Aku hanya bisa diam dan mencoba membelalakan kedua mataku. Dan Bibi Asih mencoba terus menerus membujukku agar mau sarapan. Walaupun dia adalah seorang pembantu tetapi dia selalu hadir  membawa kebahagiaan dan menyemangati hari-hariku yang kelam ini.
            “kalau enggak mau makan ya sudah. Nanti kalau lapar pasti juga ke Dapur” celetuknya kasar padaku.
Bibi Asih mengelus-elus pundakku seperti memberikan isyarat agar sabar mendengar perkataan Mariska.
            “kalau tidak ada Bibi Asih mungkin dia sudah habis” kataku dalam hati.
            “mending Bibi ke dapur deh . kamu itu dibayar untuk apa? Untuk bersantai-santai ?” dengus Mariska pada bibi
            “lebih baik kamu diam !! tutup tuh mulut. Aku paling enggak suka kalau kamu berprilaku kasar sama Bibi Asih, dengar !” bentakku padanya
Lalu Mariska pergi menginggalkan kami berdua. Sebenarnya kalau aku mau, aku bisa memecatnya pergi dari hidupku. Tetapi, dia Saudaraku satu-satunya yang masih ada didalam bumi ini dan aku telah berjanji kepada Almarhumah orang tuanya untuk mengizinkan dia tinggal bersamaku.
***
            “Ctuk. .. ctuk.. ctukkk”
Suara keypad Smartphoneku terdengar dengan kerasnya sehingga memecahkan kesunyian pagi.

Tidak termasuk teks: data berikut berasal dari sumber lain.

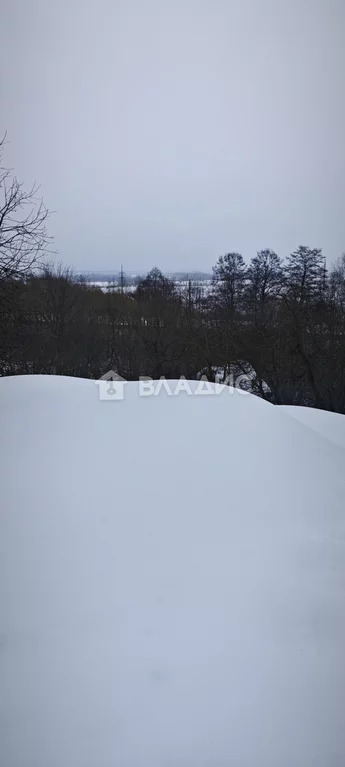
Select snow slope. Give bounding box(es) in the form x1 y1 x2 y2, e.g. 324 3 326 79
0 376 345 767
280 405 345 448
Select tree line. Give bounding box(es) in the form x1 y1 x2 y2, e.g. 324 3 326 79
0 138 345 413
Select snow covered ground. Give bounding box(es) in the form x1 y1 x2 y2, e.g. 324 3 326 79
0 376 345 767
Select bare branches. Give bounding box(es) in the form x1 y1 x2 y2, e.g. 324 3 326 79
0 137 51 280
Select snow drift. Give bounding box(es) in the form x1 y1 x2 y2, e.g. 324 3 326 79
0 376 345 767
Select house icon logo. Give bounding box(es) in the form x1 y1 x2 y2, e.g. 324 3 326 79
96 370 127 400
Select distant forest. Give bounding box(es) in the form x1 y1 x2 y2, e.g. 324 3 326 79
0 139 345 413
0 252 345 413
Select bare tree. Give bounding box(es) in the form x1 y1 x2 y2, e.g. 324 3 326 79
0 137 51 281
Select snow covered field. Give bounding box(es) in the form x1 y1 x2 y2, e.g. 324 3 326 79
0 376 345 767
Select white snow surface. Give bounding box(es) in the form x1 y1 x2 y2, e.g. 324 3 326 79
280 405 345 448
0 376 345 767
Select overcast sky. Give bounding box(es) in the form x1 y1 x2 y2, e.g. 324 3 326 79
0 0 345 271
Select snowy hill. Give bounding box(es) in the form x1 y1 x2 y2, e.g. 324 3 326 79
0 376 345 767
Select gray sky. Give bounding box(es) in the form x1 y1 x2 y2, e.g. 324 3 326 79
0 0 345 270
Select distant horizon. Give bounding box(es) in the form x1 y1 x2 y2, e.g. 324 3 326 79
0 0 345 273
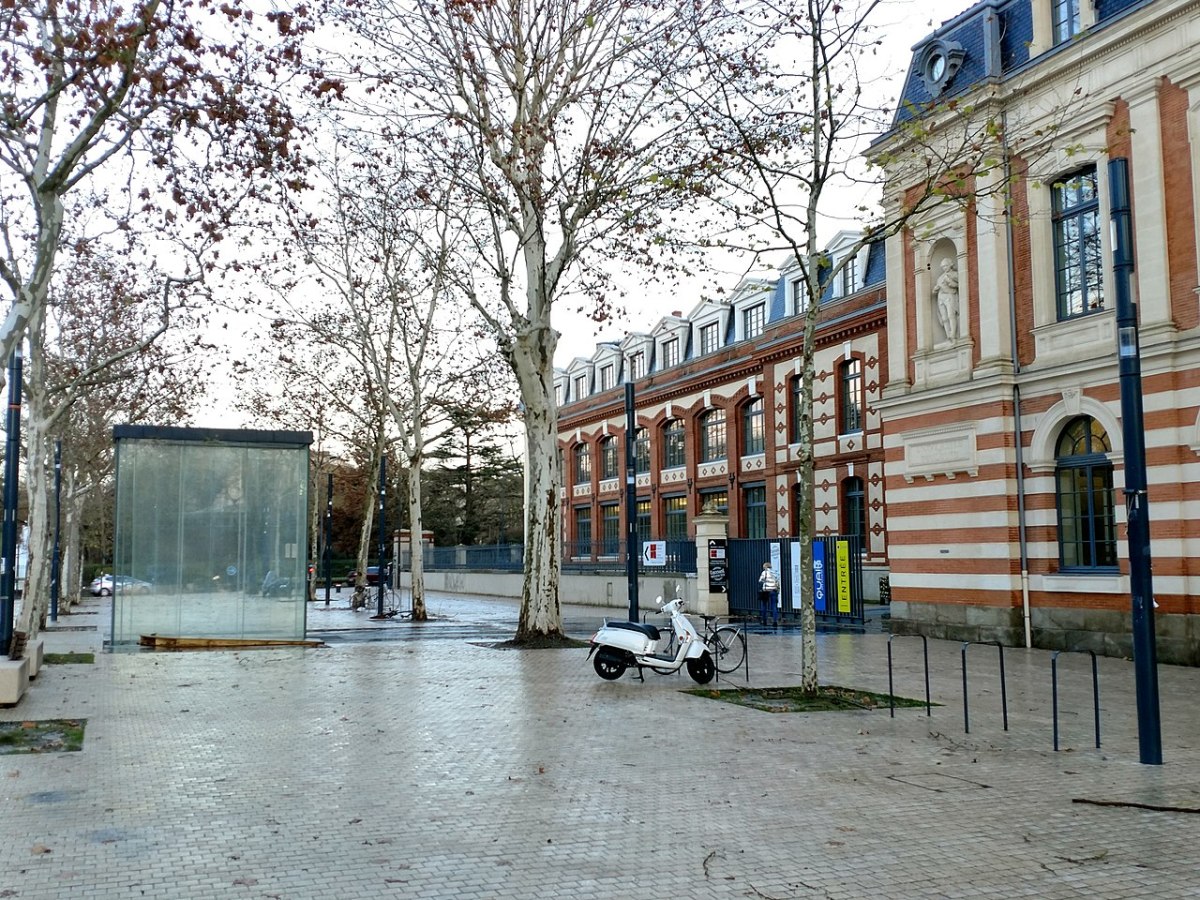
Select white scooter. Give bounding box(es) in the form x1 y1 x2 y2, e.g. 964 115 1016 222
588 596 716 684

            “sayang, maafin aku ya ?” pinta Ivan padaku dengan polosnya.
Aku hanya membalasnya dengan senyuman sinis padanya. Tetapi dia masih mencoba meminta maaf kepadaku. Lalu ia mengeluarkan setangkai mawar dari belakang tubuhnya dan bersimpuh dikaki ku dengan sigap ku memegang tangannya dan mengangkat tubuhnya bangun.
            “iya, aku maafin” jawabku lembut padanya.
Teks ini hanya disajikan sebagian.